Be the voice for your customer
It can be hard to balance business drivers with a great user experience, but being the voice for the customer on a growth team can help you get there. Designers are often the voice of the user on the teams we work on, and our presence on growth teams ensures that the needs of the user are given their due.
Avoid growth hacking
Some short-sighted companies try to grow their business through growth hacking instead of user-centered design. This can lead to some pretty bad user experience decisions, as growth hacking emphasises revenue growth over solving for the real user needs. Designers need to know the signs of growth hacking and stand up for the user on their growth teams.

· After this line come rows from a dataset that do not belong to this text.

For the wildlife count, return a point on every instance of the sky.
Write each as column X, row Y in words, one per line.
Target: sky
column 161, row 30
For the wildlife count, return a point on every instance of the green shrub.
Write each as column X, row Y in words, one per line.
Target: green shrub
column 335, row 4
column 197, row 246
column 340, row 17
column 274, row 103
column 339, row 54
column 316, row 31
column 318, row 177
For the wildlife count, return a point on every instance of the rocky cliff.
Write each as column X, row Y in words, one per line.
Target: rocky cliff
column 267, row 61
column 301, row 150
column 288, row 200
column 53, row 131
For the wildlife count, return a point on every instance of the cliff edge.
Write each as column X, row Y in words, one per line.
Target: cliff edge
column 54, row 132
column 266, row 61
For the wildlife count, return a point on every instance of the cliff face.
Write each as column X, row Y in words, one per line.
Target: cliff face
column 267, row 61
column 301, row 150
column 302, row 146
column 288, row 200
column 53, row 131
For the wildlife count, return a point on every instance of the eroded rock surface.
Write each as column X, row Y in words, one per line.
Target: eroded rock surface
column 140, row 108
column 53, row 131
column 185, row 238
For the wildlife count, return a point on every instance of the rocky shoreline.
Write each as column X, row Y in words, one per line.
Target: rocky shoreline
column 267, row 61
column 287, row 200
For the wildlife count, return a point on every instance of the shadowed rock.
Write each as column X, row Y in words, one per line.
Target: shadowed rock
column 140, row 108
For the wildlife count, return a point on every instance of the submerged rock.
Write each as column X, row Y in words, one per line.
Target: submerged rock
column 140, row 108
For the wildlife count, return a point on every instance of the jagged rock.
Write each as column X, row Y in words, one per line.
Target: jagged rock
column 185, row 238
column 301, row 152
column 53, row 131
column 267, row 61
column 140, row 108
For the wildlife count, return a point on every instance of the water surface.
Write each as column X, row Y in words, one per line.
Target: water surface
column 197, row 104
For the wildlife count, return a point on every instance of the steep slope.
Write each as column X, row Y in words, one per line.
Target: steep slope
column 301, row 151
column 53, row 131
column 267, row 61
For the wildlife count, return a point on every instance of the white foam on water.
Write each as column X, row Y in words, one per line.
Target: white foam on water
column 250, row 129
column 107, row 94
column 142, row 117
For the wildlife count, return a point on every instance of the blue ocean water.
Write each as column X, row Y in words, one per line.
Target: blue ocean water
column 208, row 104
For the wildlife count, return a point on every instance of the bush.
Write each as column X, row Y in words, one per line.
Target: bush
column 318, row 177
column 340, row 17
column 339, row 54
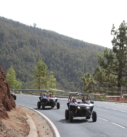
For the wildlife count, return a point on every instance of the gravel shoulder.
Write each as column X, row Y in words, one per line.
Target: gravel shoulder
column 17, row 125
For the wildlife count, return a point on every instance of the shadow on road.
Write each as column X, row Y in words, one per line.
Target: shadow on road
column 45, row 109
column 75, row 121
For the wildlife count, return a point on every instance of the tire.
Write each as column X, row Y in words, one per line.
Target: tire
column 52, row 106
column 14, row 97
column 38, row 104
column 66, row 114
column 43, row 105
column 87, row 117
column 70, row 116
column 94, row 116
column 58, row 105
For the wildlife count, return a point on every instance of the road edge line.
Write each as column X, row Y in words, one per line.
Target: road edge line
column 48, row 121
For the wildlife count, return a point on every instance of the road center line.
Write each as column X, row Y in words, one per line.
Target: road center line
column 103, row 119
column 117, row 125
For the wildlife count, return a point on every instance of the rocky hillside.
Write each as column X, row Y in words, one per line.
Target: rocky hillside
column 6, row 101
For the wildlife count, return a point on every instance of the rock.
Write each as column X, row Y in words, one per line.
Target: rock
column 7, row 102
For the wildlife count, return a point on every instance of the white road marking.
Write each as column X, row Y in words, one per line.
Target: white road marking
column 103, row 119
column 106, row 107
column 117, row 125
column 112, row 109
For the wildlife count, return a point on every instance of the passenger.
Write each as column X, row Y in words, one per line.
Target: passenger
column 50, row 95
column 74, row 101
column 84, row 100
column 44, row 95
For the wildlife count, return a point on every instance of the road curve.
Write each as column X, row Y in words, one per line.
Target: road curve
column 111, row 122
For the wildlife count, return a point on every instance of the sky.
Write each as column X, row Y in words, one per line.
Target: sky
column 87, row 20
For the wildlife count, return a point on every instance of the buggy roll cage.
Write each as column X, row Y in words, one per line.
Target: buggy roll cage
column 45, row 91
column 78, row 94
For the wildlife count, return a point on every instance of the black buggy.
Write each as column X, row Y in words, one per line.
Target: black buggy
column 80, row 108
column 47, row 101
column 13, row 95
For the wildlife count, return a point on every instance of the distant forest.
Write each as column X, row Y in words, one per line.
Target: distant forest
column 22, row 46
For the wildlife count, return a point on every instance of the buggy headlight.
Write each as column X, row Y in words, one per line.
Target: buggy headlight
column 78, row 107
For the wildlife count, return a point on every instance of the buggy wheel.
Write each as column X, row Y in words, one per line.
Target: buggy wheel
column 87, row 117
column 58, row 105
column 66, row 114
column 43, row 105
column 38, row 104
column 14, row 97
column 94, row 116
column 52, row 106
column 70, row 116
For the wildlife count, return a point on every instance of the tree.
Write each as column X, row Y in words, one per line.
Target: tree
column 40, row 75
column 114, row 62
column 51, row 80
column 11, row 79
column 88, row 82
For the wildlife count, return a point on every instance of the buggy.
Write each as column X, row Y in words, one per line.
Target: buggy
column 80, row 108
column 13, row 95
column 47, row 101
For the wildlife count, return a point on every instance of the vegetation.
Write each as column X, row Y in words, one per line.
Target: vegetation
column 68, row 58
column 111, row 73
column 40, row 76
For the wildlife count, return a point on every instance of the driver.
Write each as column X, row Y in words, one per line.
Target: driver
column 74, row 101
column 84, row 100
column 50, row 95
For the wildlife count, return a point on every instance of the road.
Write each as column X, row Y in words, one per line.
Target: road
column 111, row 120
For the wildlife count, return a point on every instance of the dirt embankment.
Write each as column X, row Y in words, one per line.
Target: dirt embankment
column 12, row 119
column 6, row 101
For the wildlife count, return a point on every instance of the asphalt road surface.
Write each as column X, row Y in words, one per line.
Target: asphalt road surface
column 111, row 118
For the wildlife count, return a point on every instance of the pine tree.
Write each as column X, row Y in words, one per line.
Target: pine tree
column 52, row 80
column 40, row 75
column 114, row 62
column 11, row 79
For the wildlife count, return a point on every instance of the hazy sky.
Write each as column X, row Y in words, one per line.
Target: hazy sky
column 87, row 20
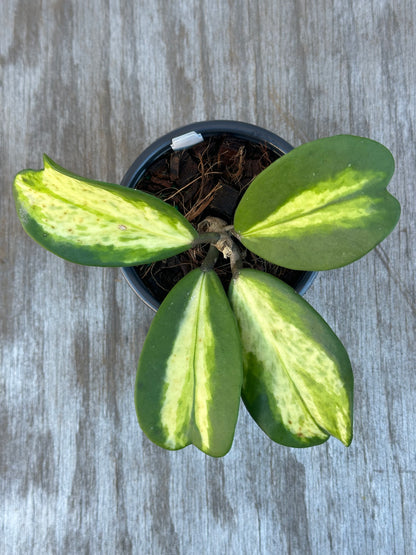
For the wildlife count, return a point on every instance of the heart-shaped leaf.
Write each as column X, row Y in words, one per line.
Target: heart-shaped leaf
column 297, row 374
column 321, row 206
column 95, row 223
column 190, row 371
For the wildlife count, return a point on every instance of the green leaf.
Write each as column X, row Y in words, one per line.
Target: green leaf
column 190, row 371
column 321, row 206
column 297, row 375
column 94, row 223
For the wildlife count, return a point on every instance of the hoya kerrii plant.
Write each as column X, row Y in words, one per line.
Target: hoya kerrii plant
column 321, row 206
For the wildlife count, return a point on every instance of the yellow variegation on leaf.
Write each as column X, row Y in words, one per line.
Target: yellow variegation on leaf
column 190, row 371
column 321, row 206
column 96, row 223
column 297, row 375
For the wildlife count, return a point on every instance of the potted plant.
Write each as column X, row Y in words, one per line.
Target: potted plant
column 320, row 206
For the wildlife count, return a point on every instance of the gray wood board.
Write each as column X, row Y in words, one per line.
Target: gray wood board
column 93, row 83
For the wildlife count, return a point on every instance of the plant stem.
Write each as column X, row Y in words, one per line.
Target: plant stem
column 209, row 237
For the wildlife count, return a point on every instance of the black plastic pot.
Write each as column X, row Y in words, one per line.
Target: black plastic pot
column 188, row 136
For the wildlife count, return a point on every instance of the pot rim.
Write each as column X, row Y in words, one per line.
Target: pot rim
column 163, row 146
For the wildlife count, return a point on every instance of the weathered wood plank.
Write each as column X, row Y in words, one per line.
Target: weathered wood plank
column 92, row 83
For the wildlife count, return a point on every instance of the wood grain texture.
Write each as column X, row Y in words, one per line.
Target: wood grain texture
column 91, row 84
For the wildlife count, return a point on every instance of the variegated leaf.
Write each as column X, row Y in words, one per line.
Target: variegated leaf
column 321, row 206
column 297, row 374
column 95, row 223
column 190, row 371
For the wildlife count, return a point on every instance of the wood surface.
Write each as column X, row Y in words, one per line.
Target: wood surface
column 92, row 83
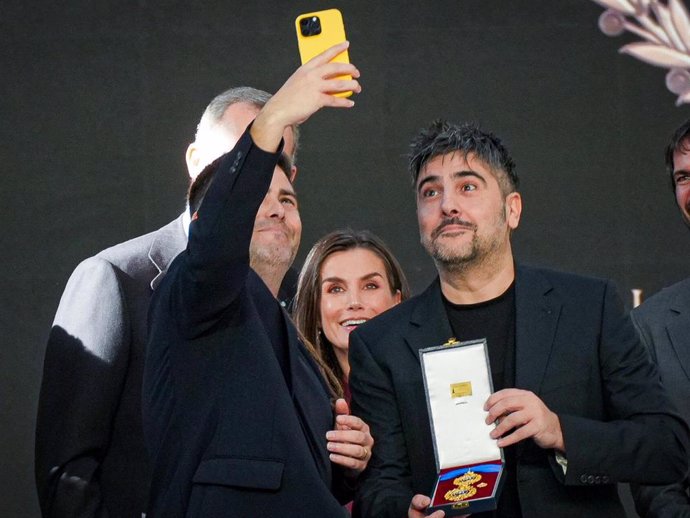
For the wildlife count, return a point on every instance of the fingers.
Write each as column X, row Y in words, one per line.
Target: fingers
column 507, row 423
column 328, row 54
column 341, row 407
column 356, row 437
column 352, row 456
column 419, row 504
column 350, row 422
column 504, row 402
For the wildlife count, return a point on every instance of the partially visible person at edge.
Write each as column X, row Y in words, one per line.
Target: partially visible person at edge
column 237, row 415
column 90, row 458
column 348, row 278
column 663, row 322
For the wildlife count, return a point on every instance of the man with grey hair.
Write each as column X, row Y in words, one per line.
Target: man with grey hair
column 577, row 405
column 90, row 455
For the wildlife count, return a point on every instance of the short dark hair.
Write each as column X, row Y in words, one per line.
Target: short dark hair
column 443, row 137
column 199, row 187
column 680, row 141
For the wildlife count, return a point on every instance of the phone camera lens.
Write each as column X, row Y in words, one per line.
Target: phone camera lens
column 310, row 26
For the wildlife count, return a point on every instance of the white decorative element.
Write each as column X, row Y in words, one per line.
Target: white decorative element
column 665, row 27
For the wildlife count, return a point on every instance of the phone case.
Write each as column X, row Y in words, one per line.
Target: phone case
column 332, row 32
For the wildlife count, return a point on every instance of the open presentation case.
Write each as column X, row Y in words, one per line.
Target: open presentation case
column 457, row 379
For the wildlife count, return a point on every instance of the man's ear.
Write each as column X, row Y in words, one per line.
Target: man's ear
column 513, row 209
column 193, row 159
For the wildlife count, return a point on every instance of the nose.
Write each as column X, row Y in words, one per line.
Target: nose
column 272, row 207
column 353, row 300
column 449, row 203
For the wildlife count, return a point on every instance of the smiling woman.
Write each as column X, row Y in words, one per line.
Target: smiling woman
column 348, row 278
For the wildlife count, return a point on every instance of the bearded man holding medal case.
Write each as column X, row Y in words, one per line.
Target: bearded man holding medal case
column 578, row 405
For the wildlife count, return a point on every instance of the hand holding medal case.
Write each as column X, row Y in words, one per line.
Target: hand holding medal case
column 457, row 379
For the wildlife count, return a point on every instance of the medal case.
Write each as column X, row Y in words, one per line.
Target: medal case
column 457, row 380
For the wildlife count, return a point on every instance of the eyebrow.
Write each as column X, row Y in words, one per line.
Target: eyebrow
column 456, row 176
column 363, row 278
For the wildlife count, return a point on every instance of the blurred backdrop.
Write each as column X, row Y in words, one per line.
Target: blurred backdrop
column 98, row 101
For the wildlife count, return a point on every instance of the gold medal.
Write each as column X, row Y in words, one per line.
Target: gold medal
column 460, row 493
column 468, row 478
column 465, row 489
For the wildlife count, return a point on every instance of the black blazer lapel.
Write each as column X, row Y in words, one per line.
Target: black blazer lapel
column 168, row 243
column 537, row 310
column 310, row 395
column 677, row 325
column 429, row 321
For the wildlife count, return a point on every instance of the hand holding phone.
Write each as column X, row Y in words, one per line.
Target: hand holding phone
column 319, row 31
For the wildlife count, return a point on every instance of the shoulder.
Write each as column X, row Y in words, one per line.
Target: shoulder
column 395, row 320
column 137, row 253
column 567, row 284
column 677, row 295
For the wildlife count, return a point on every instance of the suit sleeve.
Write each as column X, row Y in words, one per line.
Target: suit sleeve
column 211, row 273
column 671, row 501
column 386, row 486
column 642, row 439
column 84, row 370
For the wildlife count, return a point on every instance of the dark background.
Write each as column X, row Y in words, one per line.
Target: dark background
column 98, row 101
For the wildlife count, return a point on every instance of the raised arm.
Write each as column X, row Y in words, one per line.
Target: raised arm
column 211, row 273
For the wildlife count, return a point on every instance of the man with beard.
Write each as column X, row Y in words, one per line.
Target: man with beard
column 577, row 404
column 236, row 411
column 664, row 325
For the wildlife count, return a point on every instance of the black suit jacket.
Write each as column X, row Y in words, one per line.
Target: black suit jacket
column 226, row 435
column 90, row 454
column 573, row 349
column 663, row 322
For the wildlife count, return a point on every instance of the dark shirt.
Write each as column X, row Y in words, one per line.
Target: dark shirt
column 494, row 320
column 273, row 314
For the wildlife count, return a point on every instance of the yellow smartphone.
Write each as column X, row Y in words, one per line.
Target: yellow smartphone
column 319, row 31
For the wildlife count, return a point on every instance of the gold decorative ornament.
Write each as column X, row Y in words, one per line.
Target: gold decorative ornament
column 468, row 478
column 465, row 489
column 461, row 389
column 460, row 493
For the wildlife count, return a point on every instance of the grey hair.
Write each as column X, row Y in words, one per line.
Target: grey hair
column 213, row 114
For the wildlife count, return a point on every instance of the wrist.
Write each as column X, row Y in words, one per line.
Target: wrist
column 267, row 130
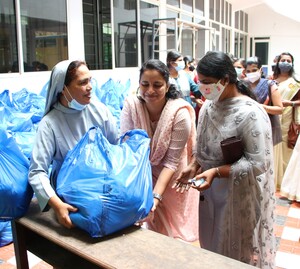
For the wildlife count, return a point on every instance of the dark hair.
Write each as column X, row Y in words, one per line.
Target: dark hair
column 188, row 59
column 159, row 66
column 71, row 71
column 254, row 60
column 277, row 71
column 257, row 61
column 172, row 56
column 219, row 65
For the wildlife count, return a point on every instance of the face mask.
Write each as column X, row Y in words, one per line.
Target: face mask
column 74, row 104
column 254, row 76
column 180, row 66
column 191, row 68
column 212, row 91
column 239, row 72
column 285, row 67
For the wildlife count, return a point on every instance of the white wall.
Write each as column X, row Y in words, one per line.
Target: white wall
column 284, row 32
column 34, row 82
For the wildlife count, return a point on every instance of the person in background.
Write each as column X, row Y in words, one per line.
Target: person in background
column 275, row 60
column 69, row 113
column 189, row 68
column 266, row 93
column 240, row 66
column 237, row 199
column 288, row 87
column 180, row 78
column 170, row 123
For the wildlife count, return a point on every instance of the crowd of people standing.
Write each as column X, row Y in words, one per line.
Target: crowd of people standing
column 188, row 110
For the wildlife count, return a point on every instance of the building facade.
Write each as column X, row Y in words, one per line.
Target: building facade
column 112, row 35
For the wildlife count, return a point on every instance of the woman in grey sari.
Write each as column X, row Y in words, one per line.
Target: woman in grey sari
column 236, row 212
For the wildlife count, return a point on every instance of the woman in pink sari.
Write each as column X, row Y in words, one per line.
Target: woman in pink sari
column 170, row 123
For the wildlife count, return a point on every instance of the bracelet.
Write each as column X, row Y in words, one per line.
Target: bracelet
column 157, row 196
column 218, row 172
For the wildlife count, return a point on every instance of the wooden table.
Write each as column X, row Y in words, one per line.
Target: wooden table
column 133, row 247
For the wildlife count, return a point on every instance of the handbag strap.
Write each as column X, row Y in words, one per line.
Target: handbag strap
column 270, row 93
column 293, row 114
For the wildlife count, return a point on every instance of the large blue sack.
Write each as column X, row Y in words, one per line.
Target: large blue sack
column 15, row 191
column 5, row 233
column 111, row 185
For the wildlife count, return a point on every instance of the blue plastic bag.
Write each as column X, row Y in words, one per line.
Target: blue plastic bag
column 111, row 185
column 15, row 191
column 5, row 233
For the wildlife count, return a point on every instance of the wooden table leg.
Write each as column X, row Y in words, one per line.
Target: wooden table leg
column 19, row 238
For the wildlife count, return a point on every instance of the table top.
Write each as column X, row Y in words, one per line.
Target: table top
column 133, row 247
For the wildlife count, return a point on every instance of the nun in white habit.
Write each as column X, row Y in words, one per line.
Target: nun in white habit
column 69, row 113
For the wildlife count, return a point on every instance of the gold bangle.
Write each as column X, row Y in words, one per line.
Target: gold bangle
column 157, row 196
column 218, row 172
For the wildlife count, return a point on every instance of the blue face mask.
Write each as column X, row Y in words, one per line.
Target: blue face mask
column 74, row 104
column 285, row 67
column 180, row 66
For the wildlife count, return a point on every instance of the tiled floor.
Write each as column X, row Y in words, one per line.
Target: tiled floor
column 287, row 230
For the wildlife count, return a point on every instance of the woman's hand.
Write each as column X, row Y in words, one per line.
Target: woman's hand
column 182, row 181
column 208, row 177
column 62, row 210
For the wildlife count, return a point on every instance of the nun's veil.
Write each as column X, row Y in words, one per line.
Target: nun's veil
column 56, row 83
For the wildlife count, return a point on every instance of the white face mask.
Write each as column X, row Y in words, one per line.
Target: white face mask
column 239, row 72
column 212, row 91
column 180, row 66
column 254, row 76
column 74, row 104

Understand your product’s health
Once you’ve built something you think your customers will love, we need to put it to the test. We closely monitor retention metrics to see if the experiences we’re designing are actually contributing to the return of those customers over time. We can also look at usage data to see where users are struggling in our product, and helps us make informed decisions quickly.
Grow as a designer
As you gain deeper insight into how the business is performing and understanding the impact of the experiences you’re designing, you in turn will grow as a designer. I’ve learned valuable skills in data analytics and experimentation that have influenced the way I work and that I’ll carry with me wherever I go.
Define your personas
One of the biggest things we learned on the growth team at HubSpot is that not all users are the same and they all have different needs. Designers can help clarify and articulate the needs and goals of your users so your team can tailor the experience to set them up for success. You can do this through persona mapping exercises with your team.
Design for the aha moment
Every user needs to see the value in your product as soon as they can. Designers can play a significant role in creating an onboarding process that delivers on your product’s core value proposition as soon as possible, thereby increasing the likelihood your users will return again and again.
This usually means guiding users to perform an action that makes clear what sets your product apart from the rest. Maybe your app can do something others can’t do. Maybe it does it much more quickly, or effectively than other tools do. Find the aha moment in your app (it might be different for different users) and guide your users to it as quickly as you can.
Conclusion
Designers have a lot to offer to growth teams. Our presence on growth teams can help keep the user’s needs at the forefront of how those teams operates. And working on a growth team has helped me become more data-driven, strategic, and aware of how to balance user needs with business goals.